新潟県立高校いじめ自殺、関係教職員への処分発表

 新潟県立高校1年の男子生徒が2016年にいじめを苦にして自殺した問題で、新潟県教育委員会は11月14日、いじめへの対応が不十分だったとして、関係教職員への処分をおこなったことを発表した。

処分の内容

 担任教諭、教頭、副校長、生徒指導副部長の4人が減給処分となった。

 担任教諭は、いじめの相談を3回にわたって受けていながら、調査が不十分な上に管理職への報告を怠ったことが問題になっている。

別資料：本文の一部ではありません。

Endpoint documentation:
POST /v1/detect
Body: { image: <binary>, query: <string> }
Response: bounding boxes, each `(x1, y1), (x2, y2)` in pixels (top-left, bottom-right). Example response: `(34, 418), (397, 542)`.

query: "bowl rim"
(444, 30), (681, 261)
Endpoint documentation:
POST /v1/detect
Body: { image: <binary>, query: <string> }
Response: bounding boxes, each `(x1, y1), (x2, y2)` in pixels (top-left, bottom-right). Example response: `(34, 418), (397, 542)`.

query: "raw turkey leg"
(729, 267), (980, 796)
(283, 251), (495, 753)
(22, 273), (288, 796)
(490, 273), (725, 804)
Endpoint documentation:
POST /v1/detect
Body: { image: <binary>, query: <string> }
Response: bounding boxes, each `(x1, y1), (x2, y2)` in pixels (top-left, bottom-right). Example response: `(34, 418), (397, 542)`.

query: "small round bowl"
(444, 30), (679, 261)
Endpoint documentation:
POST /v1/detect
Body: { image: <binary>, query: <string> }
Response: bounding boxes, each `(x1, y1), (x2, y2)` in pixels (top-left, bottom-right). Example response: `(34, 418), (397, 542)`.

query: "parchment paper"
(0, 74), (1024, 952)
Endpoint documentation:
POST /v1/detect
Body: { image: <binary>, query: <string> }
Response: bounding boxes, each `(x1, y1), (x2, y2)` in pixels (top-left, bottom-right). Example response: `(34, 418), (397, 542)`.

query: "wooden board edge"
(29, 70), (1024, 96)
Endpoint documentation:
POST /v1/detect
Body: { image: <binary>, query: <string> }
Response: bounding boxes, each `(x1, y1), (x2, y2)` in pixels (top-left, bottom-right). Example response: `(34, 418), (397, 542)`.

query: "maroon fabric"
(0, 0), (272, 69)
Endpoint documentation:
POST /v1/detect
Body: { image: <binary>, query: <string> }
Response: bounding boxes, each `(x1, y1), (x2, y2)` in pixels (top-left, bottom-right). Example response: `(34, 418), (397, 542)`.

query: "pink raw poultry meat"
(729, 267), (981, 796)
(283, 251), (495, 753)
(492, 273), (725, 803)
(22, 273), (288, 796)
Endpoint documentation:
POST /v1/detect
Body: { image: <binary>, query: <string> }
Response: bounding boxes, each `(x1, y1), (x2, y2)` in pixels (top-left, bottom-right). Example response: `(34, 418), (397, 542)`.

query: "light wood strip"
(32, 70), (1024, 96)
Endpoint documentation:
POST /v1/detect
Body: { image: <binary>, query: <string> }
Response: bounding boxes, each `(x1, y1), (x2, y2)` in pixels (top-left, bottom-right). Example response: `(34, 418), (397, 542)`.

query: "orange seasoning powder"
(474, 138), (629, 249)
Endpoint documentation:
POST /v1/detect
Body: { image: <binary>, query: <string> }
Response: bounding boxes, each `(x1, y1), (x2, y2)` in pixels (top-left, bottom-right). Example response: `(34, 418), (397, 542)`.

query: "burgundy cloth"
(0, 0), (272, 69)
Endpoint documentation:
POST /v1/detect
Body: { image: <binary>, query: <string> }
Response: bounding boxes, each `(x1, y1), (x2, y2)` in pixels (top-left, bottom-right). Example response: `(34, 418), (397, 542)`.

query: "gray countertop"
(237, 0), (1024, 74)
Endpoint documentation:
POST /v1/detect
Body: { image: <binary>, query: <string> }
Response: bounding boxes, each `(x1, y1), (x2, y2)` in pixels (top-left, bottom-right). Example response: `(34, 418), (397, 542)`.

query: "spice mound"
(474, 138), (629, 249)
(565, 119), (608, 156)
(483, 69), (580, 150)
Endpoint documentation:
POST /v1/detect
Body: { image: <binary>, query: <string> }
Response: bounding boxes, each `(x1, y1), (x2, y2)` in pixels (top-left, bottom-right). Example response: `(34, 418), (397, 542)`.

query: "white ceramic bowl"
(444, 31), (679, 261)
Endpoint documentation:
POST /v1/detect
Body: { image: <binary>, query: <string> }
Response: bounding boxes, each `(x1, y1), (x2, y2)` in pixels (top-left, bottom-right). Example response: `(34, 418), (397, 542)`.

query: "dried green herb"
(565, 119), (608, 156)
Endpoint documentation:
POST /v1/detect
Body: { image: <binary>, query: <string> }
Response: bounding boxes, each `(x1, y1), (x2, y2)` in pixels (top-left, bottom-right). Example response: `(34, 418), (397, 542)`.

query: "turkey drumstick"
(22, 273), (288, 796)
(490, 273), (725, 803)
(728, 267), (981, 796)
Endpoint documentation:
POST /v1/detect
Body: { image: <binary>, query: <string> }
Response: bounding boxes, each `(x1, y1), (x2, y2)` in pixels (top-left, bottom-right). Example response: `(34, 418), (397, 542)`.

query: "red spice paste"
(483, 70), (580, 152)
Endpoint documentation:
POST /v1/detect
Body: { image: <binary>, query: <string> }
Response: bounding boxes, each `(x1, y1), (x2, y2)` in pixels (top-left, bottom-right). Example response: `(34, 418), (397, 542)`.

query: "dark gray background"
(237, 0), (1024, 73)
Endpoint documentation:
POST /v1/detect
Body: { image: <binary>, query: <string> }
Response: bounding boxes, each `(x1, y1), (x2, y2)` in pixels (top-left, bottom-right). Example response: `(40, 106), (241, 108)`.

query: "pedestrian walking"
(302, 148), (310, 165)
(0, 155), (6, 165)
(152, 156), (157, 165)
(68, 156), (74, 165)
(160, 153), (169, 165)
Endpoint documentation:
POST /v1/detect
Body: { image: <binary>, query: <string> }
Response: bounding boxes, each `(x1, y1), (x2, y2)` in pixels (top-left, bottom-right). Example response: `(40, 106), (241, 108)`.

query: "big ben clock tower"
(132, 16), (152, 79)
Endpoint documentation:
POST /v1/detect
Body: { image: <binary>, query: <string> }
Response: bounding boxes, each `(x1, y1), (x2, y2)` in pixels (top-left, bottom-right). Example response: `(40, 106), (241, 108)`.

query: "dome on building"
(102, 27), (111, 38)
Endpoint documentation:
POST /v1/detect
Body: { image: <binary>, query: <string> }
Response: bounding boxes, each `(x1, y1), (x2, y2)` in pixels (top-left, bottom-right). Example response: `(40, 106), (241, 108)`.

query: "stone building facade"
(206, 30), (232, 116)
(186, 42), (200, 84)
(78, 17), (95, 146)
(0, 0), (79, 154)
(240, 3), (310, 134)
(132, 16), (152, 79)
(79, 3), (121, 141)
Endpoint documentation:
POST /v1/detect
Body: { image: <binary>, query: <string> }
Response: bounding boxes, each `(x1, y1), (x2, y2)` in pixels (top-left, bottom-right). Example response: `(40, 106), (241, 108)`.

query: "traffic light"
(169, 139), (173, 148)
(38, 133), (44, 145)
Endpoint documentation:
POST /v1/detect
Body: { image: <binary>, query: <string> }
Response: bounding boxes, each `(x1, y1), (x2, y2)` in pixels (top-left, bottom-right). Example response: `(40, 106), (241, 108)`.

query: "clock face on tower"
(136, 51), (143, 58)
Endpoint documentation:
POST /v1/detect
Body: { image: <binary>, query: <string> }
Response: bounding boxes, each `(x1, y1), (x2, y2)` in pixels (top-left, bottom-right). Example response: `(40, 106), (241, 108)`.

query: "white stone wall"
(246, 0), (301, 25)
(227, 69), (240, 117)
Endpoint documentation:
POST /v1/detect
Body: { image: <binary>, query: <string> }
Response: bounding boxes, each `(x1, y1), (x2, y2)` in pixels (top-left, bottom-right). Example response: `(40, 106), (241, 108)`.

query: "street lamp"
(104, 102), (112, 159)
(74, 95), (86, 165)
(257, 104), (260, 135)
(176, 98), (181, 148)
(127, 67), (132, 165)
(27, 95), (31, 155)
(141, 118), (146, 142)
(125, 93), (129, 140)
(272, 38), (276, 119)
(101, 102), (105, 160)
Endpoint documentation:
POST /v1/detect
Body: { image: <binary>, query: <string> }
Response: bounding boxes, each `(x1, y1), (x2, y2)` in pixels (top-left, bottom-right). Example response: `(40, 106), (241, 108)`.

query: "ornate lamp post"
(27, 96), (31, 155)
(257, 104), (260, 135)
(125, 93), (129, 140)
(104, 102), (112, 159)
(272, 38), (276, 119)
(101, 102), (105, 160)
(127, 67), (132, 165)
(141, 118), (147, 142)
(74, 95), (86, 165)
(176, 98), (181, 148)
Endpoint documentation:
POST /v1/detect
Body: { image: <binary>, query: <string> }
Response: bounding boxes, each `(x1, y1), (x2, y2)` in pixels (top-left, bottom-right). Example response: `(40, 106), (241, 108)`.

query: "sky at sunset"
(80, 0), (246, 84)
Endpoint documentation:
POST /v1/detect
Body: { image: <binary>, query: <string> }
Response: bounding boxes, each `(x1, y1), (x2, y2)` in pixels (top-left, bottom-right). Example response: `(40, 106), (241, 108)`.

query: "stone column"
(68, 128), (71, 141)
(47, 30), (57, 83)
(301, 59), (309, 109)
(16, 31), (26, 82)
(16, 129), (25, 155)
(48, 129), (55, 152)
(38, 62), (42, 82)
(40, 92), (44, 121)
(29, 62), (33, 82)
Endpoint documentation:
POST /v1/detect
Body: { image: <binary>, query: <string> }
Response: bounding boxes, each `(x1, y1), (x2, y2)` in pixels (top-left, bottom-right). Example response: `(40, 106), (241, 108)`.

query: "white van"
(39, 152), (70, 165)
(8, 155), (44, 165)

 校長は定年退職しているために懲戒処分の対象とはならなかったが、減給処分相当として、減給相当額の寄付・自主返納を求める通知を出した。

 生徒指導部長など2人が口頭訓戒となった。

 新潟県教委側でも、遺族への対応や事務処理に問題があったとして、教育長など担当者4人が処分の対象となった。

「いじめ放置」が問われた形に

 この事件では、いじめを事実上放置したような形になったことが問題になっている。いじめについては学校側にとっては「数ある中の一件」に過ぎないのかもしれないが、当該生徒にとっては「自分の身に危険が及んでいること」である。

 放置や不十分な対応は当然問題であるし、一般的な広い視点でいえば、一つ一つのいじめ案件についてきちんと対応できる能力や体制を整えていくことも必要になってくる。